Some gifts speak with a depth beyond the reach of words.
Our son’s fatal diagnosis had thrust us into terrifying darkness. Each day was saturated in tears as we stumbled toward Eli’s birth and death. The Psalms that once seemed foreign or figurative had become our reality.
“I am weary with my moaning;
every night I flood my bed with tears;
I drench my couch with my weeping.
My eye wastes away because of grief.” (Psalm 6)
“My tears have been my food day and night.” (Psalm 42)
“My eye grows dim through sorrow.” (Psalm 88)
Anguish was suffocating us and we felt painfully alone. But as death tightened its grip on our fragile family, those close to us never let us go. Our loved ones surrounded us with fierce and unrelenting compassion. These handkerchiefs are just one example of how they whispered hope to our souls in the midst of the storm.
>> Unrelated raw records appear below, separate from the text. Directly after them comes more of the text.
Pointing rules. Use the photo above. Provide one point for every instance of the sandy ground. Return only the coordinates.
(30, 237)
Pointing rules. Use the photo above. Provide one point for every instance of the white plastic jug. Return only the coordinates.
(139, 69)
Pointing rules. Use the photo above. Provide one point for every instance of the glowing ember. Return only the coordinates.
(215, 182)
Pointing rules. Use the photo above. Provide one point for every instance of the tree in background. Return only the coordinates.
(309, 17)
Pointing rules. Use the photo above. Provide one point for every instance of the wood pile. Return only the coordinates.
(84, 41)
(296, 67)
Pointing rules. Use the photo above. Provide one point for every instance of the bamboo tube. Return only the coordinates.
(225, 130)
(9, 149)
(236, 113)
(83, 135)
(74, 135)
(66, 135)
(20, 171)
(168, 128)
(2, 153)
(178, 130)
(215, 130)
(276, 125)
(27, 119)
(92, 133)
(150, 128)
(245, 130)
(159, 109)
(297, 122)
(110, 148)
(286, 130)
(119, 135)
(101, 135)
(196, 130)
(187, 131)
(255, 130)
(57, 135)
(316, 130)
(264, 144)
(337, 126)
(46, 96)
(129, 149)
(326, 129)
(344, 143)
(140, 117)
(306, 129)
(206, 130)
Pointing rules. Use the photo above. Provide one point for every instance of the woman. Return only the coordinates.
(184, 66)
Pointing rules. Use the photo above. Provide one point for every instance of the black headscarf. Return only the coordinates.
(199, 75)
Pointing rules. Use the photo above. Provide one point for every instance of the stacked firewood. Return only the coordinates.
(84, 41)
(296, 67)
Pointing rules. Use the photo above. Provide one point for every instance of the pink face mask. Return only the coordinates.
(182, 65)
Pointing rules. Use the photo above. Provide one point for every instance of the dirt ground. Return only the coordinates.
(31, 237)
Embroidered with the precious name of our son, they came along with the promise from another Psalm.
“You have kept count of my tossings;
put my tears in your bottle.“ (Psalm 56)
This gift turned our tear-filled eyes to the promises that felt impossible to believe.
It proclaimed that our weeping was not being wasted or ignored.
It reminded us that we were not alone in our agony.
It comforted us that we were not the only ones grieving the loss of our son.
And it pointed us to our Savior who weeps with us in our sorrow.
Compassion requires the courage–and sometimes, the creativity–to speak little while refusing to be silent. As Tim Keller says, “The people more like Jesus find themselves pulled into the grief of other people who are hurting.”
This is the love of our King and his church, to “weep with those who weep.”